Faculty and Staff Directory
Research Concentration - Neurobiology
College of Arts and Sciences
Molecular motors carry out vital functions in all eukaryotic cells. One of these, cytoplasmic dynein, is critical during mitosis, migration and cellular trafficking events. We are characterizing the pathways that impinge on dynein function. One pathway involves a kinase, CDK5, and two cytoplasmic dynein interacting proteins, LIS1 and NDEL1. CDK5 phosphorylates NDEL1 and regulates its interaction with dynein and LIS1. We have evidence that this pathway is a positive regulator of cytoplasmic dynein activity. A second pathway involves another kinase, GSK3. This kinase is best known for its inhibition by insulin signaling.
We find that GSK3 phosphorylates cytoplasmic dynein directly. This is an inhibitory event, leading to reduced NDEL1 binding and increased binding of cytoplasmic dynein to APC (adenomatous polyposis coli). Cancer-causing APC mutations that result in expression of a truncated APC protein disrupt this dynein-inhibitory pathway. We are currently investigating if and how these pathways cooperate to regulate motor activity in developing and mature neurons.
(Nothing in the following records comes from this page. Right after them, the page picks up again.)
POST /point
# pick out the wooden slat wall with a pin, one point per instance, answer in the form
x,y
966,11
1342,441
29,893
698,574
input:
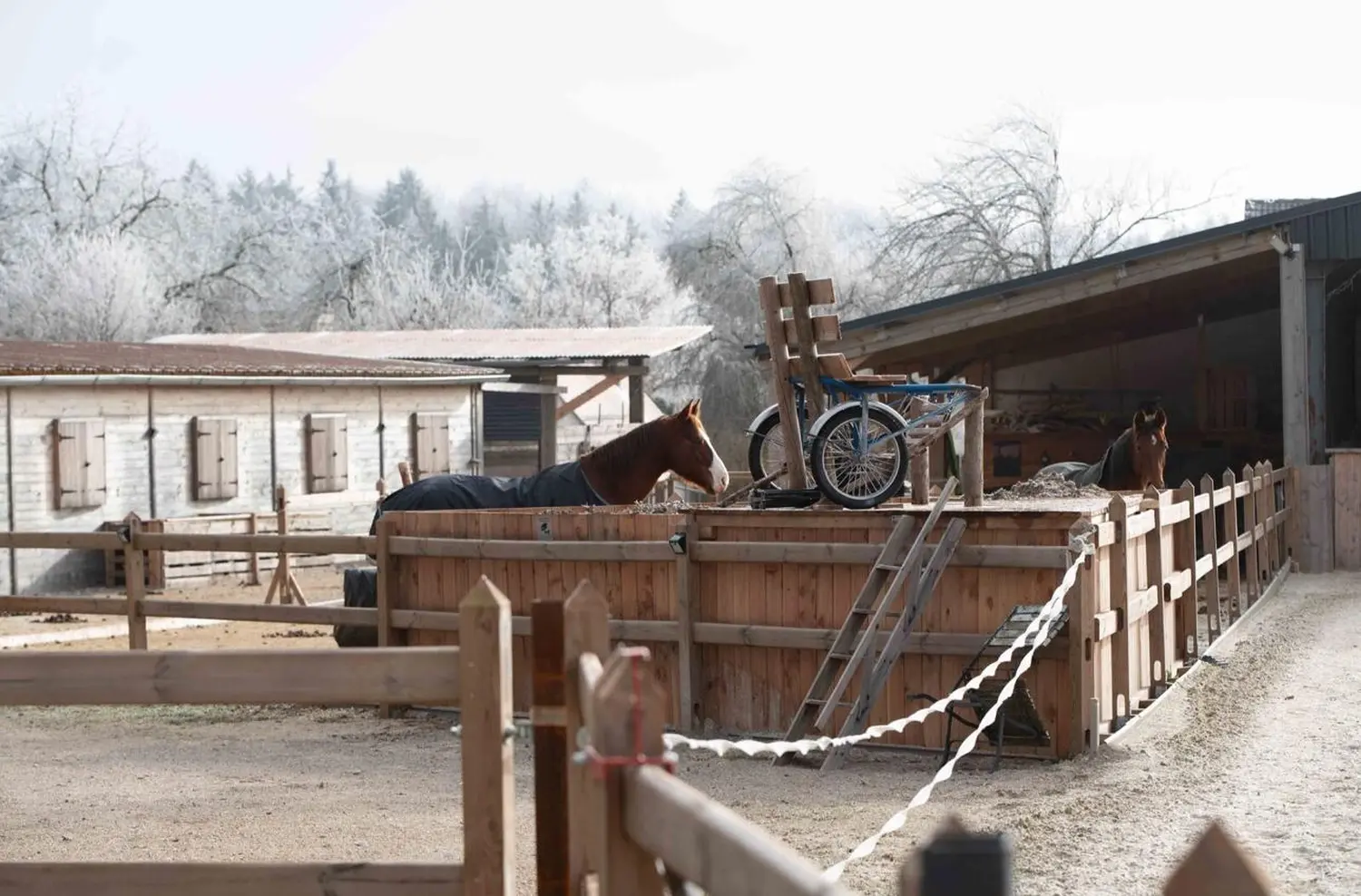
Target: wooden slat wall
x,y
430,443
81,463
750,689
1346,509
214,458
328,453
We are particularly interested in axonal transport of organelles and other cellular components, as disruption of this process occurs in a wide range of neurological disorders, including AD, ALS, Parkinson’s and Huntington’s diseases. Moreover, trafficking defects, in addition to the well-documented mitosis and migration defects, may contribute to a devastating childhood disorder caused by LIS1 haploinsufficiency (lissencephaly - smooth brain).